Definition time! Cognitive Dissonance: ‘A condition of conflict or anxiety resulting from inconsistency between one’s beliefs and one’s actions.’ In this case, expanded (and possibly abused) to envelope my inability to accept that Alex Ross’s version of a beloved character is THE version of a beloved character.
Case in point: Reed Nathaniel Richards.
The one and only Mr. Fantastic, leader of Marvel’s flagship characters, The Fantastic Four. In some ways, I find I know Reed better than I know my online friends and associates. Reed and I have history. I’ve been interacting with Reed (admittedly, via a one way communications channel) for probably 27 years. I KNOW Reed. Alex Ross chose this man as a model for Reed:
I’ll say it right now. I love Gilligan’s Island! I do… But to MY MIND, Russell Johnson is NOT Reed Richards. So, every single appearance by Reed in Alex’s art, DRAGS me out of the enjoyment of the story, and forces me to be aware of the artist and his self-centered prediliction for stunt casting.
Anthony Stark. Iron Man. Captain of Industry. Two-Fisted Drinker!
A better choice, in my mind… But still, every time I see him, I am reminded of how he played a Nazi collaborator in the Rocketeer… How he’s James Bond… How he’s BLEEDIN’ IRISH!!!
The looser, more iconic form of, say, Jack Kirby’s Reed, or Bob Layton’s Tony, or even a quasi-photo-realistic interpretation like Matt Wagner’s Superman painting Seen Here.) give us a “blank slate” This allows EACH reader to bring a little piece of him or herself into the proceedings, to be an active participant in the book, in the experience of reading, rather than being dragged about, as if in a museum, being shown SOMEBODY ELSE’S idea of art.
Scott McCloud (him again?) opines that this precise theory is what makes children so receptive to cartoons. The simplicity of the drawing, the need to use YOUR imagination, makes the consumer a PART of the creative process. You fill in the gaps, in a way, BECOMING the character. A photo-realistic Star Spangled Kid makes me nervous, for her safety, for her parents, for my own ability to look at a 17 year old in skin tight costume without going to special counseling.
Simply put: When you look at a photo of a face, says McCloud, you see the face of another. When you look at an iconic/stylized/cartoonish face, you fill in the blanks, designing, participating; in essence, BECOMING the character.

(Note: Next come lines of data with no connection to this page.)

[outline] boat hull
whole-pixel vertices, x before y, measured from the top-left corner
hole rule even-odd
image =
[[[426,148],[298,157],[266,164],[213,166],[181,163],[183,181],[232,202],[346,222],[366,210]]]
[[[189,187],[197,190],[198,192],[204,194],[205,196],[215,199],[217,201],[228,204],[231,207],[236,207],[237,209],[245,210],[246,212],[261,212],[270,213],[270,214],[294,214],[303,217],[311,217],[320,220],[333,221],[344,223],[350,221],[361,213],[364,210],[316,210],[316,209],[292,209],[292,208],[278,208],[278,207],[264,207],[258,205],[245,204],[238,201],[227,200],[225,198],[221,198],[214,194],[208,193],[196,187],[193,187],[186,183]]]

Alex Ross’s artistic choices force the reader to draw himself or herself out of the story, to give up a bit of enjoyment by making them AWARE of their suspension of disbelief. Mr. Ross can be, in my opinion, a selfish creator, FORCING the consumer to accept HIS vision, rather than allowing his fanbase to participate and interpret the work through their own ends. Photo-realism, in this case, undermines part of the joy of comics, the vicarious thrill. A stylized, more abstracted work, like the Lee Superman above, doesn’t force a perspective on the reader, instead, it allows the reader to draw out of the story what he/she wants, and heightens the enjoyment of the overall process.